Since launching Société-Orignal in 2012, Cyril Gonzales and Alex Cruz have become known for their work with small independent farmers and food producers throughout Quebec. Their energy and enthusiasm for the small-scale production of ethically raised and harvested goods has helped the company grow from supplying a handful of restaurants in Montreal to being a go-to resource among the best restaurants in North America.

The duo’s earliest projects focused largely on foraged boreal ingredients such as Arctic rose, Labrador tea, day-lily bulbs and all manner of mushrooms. They soon expanded to incorporate more labour-intensive products such as dried sea-urchin bottarga, raw Laurentian honeydew, maple syrup, sustainable fish, a whole line of dairy products and wild game birds.

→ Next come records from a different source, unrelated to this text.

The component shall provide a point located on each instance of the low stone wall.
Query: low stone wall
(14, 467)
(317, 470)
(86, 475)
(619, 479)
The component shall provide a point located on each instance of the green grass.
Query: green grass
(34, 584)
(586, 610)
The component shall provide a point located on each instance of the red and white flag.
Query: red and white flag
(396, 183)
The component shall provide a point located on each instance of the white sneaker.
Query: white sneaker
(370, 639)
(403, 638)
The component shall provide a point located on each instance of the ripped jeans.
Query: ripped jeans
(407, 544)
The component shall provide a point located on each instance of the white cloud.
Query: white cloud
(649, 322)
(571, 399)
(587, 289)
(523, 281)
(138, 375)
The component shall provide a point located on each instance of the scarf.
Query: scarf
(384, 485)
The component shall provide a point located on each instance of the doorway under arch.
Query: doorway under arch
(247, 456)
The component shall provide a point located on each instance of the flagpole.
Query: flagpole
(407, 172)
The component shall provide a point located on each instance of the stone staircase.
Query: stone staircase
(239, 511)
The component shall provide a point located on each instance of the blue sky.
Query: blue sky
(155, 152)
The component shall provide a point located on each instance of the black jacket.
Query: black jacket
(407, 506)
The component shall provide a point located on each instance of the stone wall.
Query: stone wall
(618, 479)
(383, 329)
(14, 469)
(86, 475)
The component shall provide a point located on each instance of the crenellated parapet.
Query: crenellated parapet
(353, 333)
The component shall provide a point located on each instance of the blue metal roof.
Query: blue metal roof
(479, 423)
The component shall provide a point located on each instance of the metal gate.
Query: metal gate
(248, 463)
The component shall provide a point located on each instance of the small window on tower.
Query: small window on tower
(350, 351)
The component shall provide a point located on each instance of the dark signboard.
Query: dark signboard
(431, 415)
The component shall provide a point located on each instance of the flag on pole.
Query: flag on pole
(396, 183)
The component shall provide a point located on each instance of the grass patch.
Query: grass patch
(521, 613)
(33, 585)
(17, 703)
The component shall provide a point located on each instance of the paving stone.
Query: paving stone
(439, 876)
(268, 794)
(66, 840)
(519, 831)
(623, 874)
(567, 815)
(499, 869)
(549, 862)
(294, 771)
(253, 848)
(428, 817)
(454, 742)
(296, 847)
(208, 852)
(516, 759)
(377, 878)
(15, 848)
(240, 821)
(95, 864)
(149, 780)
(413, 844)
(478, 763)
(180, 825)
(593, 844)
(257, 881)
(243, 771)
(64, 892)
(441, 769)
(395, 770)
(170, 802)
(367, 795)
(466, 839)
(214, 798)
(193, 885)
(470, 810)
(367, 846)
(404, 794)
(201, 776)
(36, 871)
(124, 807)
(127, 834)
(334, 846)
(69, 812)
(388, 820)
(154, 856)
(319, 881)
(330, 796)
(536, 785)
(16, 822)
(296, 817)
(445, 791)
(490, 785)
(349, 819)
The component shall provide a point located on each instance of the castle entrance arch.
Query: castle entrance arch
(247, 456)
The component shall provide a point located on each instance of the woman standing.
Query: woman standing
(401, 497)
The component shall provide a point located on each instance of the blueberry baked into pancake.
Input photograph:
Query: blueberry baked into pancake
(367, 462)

Alexi Hobbs for The Globe and Mail

Given their strong emphasis on wild or naturally raised foods, it shouldn’t come as a surprise that some of their most popular offerings aren’t manufactured by artisans but made by bees. Société-Orignal’s seashore honey is harvested from beehives affected by the maritime climate of the Gaspésie region, giving the finished product a sweet, full flavour with a saline undertone. Small-batch, unfiltered linden honey sourced from the forests of Ferme-Neuve is even rarer. The flowers of those ancient trees contribute to a unique honey with a deep mint and cucumber finish and no lingering acidity.
Alexi Hobbs for The Globe and Mail

“A proper flowering of the linden tree only happens once every three or four years,” Cruz explains. “You need lots of rain for four days and lots of sunshine for four days. There’s only a two-day period when the tree flowers, so all the hives are placed and the flowering happens over two days. It’s very concentrated and, after one week, we go back and collect the honey. There’s something sexy about it.”